Merck & Co.’s new cancer medicine Keytruda, a blockbuster nearly overnight, along with aggressive and ongoing cost cuts, helped to boost fourth-quarter profit by 21 percent.
With sales surging for Keytruda and a second newcomer, Zepatier for hepatitis C, the country’s second-biggest drugmaker offset the impact of its latest round of generic competition for longtime big sellers, particularly cholesterol pill Zetia and allergy spray Nasonex.
Keytruda is part of the new generation of immuno-oncology drugs, cancer medicines that work by stimulating the immune system to fight tumors. Launched in September 2014 for advanced melanoma, Keytruda has already surpassed annual sales of $1 billion and has since been approved as an initial treatment for lung cancer.
Keytruda, which currently has the lead in the increasingly competitive immuno-oncology field, could get U.S. approval in March for two other tumor types.
Zepatier, launched early last year in the crowded field of new drugs that cure hepatitis C in just a couple months, hit $229 million in fourth-quarter sales, putting it on pace to possibly hit $1 billion in sales this year.
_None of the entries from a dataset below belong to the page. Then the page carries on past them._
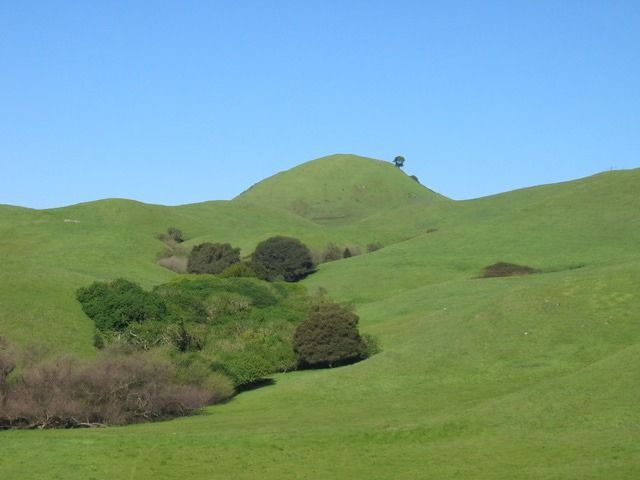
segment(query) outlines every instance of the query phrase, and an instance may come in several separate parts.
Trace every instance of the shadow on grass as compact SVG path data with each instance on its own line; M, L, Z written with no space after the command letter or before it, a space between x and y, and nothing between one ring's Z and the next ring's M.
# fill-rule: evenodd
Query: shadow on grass
M269 387L275 384L276 381L273 378L258 378L253 382L238 385L236 387L236 393L250 392L251 390L257 390L258 388Z

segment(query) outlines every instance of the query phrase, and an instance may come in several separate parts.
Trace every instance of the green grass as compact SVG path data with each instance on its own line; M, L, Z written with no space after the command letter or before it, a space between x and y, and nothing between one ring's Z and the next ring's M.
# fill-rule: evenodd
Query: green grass
M356 202L347 163L363 178L388 172L382 190L393 198ZM314 190L310 168L325 178L345 171L336 188L351 193L338 198L325 180ZM0 207L0 334L83 355L92 330L75 288L115 276L147 287L175 278L154 264L162 248L154 235L169 226L190 244L231 241L244 253L276 233L315 248L386 245L323 264L303 282L355 303L382 353L278 375L190 418L0 432L0 476L638 478L640 170L464 202L427 189L401 201L404 180L421 188L395 167L329 157L231 202ZM300 199L313 205L303 215L291 208ZM346 211L329 219L336 199ZM497 261L543 273L475 278Z

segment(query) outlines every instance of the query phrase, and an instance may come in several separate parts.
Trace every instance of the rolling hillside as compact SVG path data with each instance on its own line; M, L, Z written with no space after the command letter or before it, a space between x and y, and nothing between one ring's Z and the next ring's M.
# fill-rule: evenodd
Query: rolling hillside
M638 192L635 169L454 202L338 155L230 202L0 206L0 335L87 356L74 290L171 278L155 263L169 226L243 253L273 234L385 245L303 282L354 303L382 353L278 375L190 418L0 432L0 477L638 478ZM541 273L477 278L497 261Z

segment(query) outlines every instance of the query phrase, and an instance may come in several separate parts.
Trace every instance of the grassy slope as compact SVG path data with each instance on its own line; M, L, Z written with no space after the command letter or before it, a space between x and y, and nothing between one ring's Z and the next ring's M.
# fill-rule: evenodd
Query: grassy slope
M271 221L273 230L308 228L317 242L337 234L408 238L325 264L305 282L357 304L363 328L383 342L378 356L279 376L275 386L202 416L96 431L5 432L0 475L637 478L639 185L640 170L611 172L468 202L396 205L322 228L285 214L265 219L244 202L244 223L229 213L234 202L0 210L1 228L13 235L0 247L9 265L0 279L0 315L8 306L19 321L21 308L32 308L39 277L42 290L60 287L35 303L44 315L59 301L60 318L77 307L58 295L88 278L116 271L147 284L166 278L152 262L159 248L152 234L167 222L207 236L215 219L215 235L241 234L247 247ZM227 217L224 209L231 209ZM83 212L79 224L62 222ZM86 232L67 228L80 226ZM92 257L96 246L110 246L113 256ZM38 253L27 261L32 249ZM548 273L473 278L497 260ZM18 280L27 264L33 269ZM5 296L15 282L22 290ZM81 315L67 317L65 328L82 322ZM16 335L24 328L0 317L7 325Z

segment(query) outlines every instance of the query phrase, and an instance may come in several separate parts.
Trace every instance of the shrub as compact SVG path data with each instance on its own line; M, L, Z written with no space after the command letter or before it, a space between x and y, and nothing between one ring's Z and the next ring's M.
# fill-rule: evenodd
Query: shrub
M123 278L93 282L79 288L76 298L102 331L123 331L132 323L161 320L166 314L166 305L158 295Z
M511 277L515 275L531 275L537 273L535 268L525 265L516 265L515 263L498 262L485 267L482 277Z
M345 248L344 252L342 252L342 258L351 258L351 257L353 257L351 250L349 250L349 247Z
M348 245L345 250L349 250L352 257L357 257L358 255L362 255L362 249L358 245Z
M182 231L177 229L176 227L169 227L167 229L167 238L173 240L176 243L184 242L184 235L182 234Z
M233 381L211 369L210 360L198 353L174 355L172 363L176 369L176 380L187 385L198 385L211 393L209 403L219 403L234 393Z
M4 337L0 337L0 412L7 398L8 378L16 368L16 363L15 349Z
M94 338L96 348L104 348L114 342L125 343L140 350L169 343L164 322L132 323L122 331L97 332ZM102 345L102 347L100 347Z
M187 326L184 322L171 325L167 330L171 343L180 352L202 350L205 344L206 331L195 326Z
M367 252L375 252L376 250L380 250L382 248L382 244L380 242L373 242L367 245Z
M337 303L312 306L293 336L293 349L302 367L353 363L365 357L366 348L358 333L358 316Z
M0 426L78 427L186 415L222 399L222 392L200 383L180 381L171 363L149 354L109 350L85 365L58 357L24 369Z
M251 299L238 293L224 292L209 297L205 301L209 321L219 321L224 317L243 318L251 309Z
M158 285L153 293L158 295L167 306L167 320L173 323L207 320L207 309L193 292L180 288L180 283Z
M221 273L240 261L240 249L228 243L201 243L191 250L187 271L189 273Z
M297 282L315 271L311 252L300 240L276 236L258 244L252 267L264 280Z
M213 295L237 293L249 297L256 307L268 307L278 303L274 288L268 283L252 278L195 277L181 278L154 289L168 302L174 295L187 295L195 300L205 301Z
M322 254L323 262L333 262L342 258L342 251L335 243L330 243Z
M369 333L365 333L362 335L362 340L365 345L365 357L373 357L382 351L382 347L380 346L380 342L376 337Z
M291 327L239 330L219 345L219 357L213 368L230 377L236 387L243 388L264 380L272 373L295 368L291 333Z
M251 265L246 262L234 263L225 268L220 274L222 278L252 278L256 277L256 272L253 271Z
M234 352L213 368L231 378L236 387L251 385L274 372L269 360L253 349Z

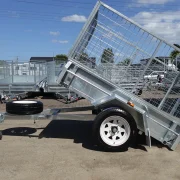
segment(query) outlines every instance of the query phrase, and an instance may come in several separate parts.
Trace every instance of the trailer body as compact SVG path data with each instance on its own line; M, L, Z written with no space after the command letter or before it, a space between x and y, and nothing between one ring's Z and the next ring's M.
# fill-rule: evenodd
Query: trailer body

Generics and newer, branded drugs continue to press Merck, however, and quarterly sales dipped 1 percent to $10.12 billion, just shy of Wall Street forecasts for $10.2 billion.
In the quarter, sales hit $483 million for Keytruda, while top sellers Januvia and Janumet for Type 2 diabetes had combined sales of $1.5 billion. Merck’s veterinary medicines brought in $884 million, up 6 percent, mainly on rising sales of pet medicines such as Bravecto flea-and-tick killer.
Fourth-quarter net income was $1.18 billion, or 42 cents per share. Adjusted for costs related to mergers, acquisitions and other non-recurring costs, per-share earnings were 89 cents per share, a penny better than industry analysts had projected.
In premarket trading Thursday, Merck shares rose 55 cents to $62.65.
The Kenilworth, New Jersey, company expects full-year earnings in the range of $3.72 to $3.87 per share, with revenue in the range of $38.6 billion to $40.1 billion. Analysts surveyed by FactSet were expecting $3.83 per share and sales of $40.13 billion, on average.
For all of 2016, Merck reported net income of $5.7 billion, or $2.04 per share, on revenue of $39.8 billion.
BernsteinResearch analyst Dr. Tim Anderson wrote to investors that Merck’s 2017 revenue and earnings-per-share forecasts were “decent,” calling that “a relief,” given Merck’s prior cautionary language and what its rivals have been predicting for 2017. Anderson noted Merck remains one of his top three picks in the industry.
Merck shares have climbed 22 percent in the last 12 months.